Now, I know that for every $i$: $Pr(A_i) = \frac{1}{i}$ so we can conclude that the events are independent. BUT, are they really independent events? I mean, if we knew that $A_2$ didn't occur then we had new information for $A_3,A_7$, so are they dependent? I'm confused.
 A: The events $A_1,\dots,A_n$ are independent.
Here $X_{i}\neq X_{j}$ for each pair $\left(i,j\right)$ where $i\neq j$
and $P(A_{i})=\frac{1}{i}$ as you mentioned in your question.
Fix $i\in\left\{ 1,\dots,n\right\} $. Every order $X_{\sigma(1)}<X_{\sigma(2)}<\cdots<X_{\sigma(i)}$
where $\sigma$ is a permutation on $\{1,\cdots,i\}$ has the same
probability to occur and there are $i!$ possibilities. So denoting
$B_{\sigma}:=\{X_{\sigma(1)}<X_{\sigma(2)}<\cdots<X_{\sigma(i)}\}$
we have $P(B_{\sigma})=\frac{1}{i!}$ for each $\sigma$.
Independency of the $A_{i}$ can be proved by showing that $P\left(E_{1}\cap\cdots\cap E_{n}\right)=P\left(E_{1}\right)\cdots P\left(E_{n}\right)$
whenever $E_{i}\in\left\{ A_{i},A_{i}^{c}\right\} $ for $i=1,\dots,n$.
Using induction on $i$ it is enough to prove that $P\left(E_{1}\cap\cdots\cap E_{i}\cap A_{i+1}\right)=P\left(E_{1}\cap\cdots\cap E_{i}\right)P\left(A_{i+1}\right)$. 

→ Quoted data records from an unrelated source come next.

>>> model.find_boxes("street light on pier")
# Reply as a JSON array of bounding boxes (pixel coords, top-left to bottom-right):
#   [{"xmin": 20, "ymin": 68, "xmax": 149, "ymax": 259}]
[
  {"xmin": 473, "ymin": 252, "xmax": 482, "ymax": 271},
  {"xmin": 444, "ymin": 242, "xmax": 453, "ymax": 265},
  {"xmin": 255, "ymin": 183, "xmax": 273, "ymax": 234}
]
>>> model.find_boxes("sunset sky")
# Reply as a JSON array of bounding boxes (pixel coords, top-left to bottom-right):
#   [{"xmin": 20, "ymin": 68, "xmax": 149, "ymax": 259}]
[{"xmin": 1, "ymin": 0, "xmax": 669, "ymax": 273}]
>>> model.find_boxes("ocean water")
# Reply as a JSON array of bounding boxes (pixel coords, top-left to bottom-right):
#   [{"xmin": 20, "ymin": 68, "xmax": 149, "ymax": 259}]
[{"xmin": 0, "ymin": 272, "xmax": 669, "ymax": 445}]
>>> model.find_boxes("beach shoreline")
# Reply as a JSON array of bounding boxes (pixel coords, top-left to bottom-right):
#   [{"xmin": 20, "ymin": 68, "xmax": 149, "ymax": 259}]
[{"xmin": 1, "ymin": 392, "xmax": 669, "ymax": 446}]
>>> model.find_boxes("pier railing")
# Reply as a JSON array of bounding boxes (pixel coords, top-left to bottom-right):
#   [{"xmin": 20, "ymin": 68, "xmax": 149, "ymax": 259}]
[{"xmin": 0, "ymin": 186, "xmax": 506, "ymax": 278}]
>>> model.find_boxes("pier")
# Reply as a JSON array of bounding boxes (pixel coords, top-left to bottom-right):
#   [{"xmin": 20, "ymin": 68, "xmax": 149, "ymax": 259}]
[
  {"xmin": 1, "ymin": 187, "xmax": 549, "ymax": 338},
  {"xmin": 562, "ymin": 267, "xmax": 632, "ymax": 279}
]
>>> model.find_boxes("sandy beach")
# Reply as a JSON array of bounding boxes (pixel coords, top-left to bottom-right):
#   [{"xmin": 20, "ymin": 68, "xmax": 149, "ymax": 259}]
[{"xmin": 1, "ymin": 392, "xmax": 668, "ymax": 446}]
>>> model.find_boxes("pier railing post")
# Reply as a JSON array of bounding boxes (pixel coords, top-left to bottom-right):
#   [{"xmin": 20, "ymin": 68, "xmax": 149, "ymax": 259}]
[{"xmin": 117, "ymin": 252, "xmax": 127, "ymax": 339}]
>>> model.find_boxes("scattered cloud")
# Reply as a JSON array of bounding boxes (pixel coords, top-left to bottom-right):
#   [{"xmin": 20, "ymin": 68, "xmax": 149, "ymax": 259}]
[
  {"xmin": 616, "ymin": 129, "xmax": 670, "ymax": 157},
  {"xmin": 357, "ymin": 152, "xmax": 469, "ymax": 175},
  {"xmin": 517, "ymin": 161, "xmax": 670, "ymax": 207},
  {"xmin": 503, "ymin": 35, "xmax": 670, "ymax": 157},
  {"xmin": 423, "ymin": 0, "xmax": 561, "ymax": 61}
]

We have: $P\left(B_{\sigma}\cap A_{i+1}\right)=P(\left\{ X_{\sigma\left(1\right)}<\cdots<X_{\sigma\left(i\right)}<X_{i+1}\right\} )=\frac{1}{\left(i+1\right)!}=P\left(B_{\sigma}\right)P\left(A_{i+1}\right)$
Now realize that every event $E_{1}\cap\cdots\cap E_{i}$ can be written
as a finite union of disjoint events $B_{\sigma}$. 
An immediate consequence
is that: $$P\left(E_{1}\cap\cdots\cap E_{i}\cap A_{i+1}\right)=P\left(E_{1}\cap\cdots\cap E_{i}\right)P\left(A_{i+1}\right)$$
This completes the proof. 

This is an adapted version of this answer. It wouldn't suprise me if a more concise proof can be given.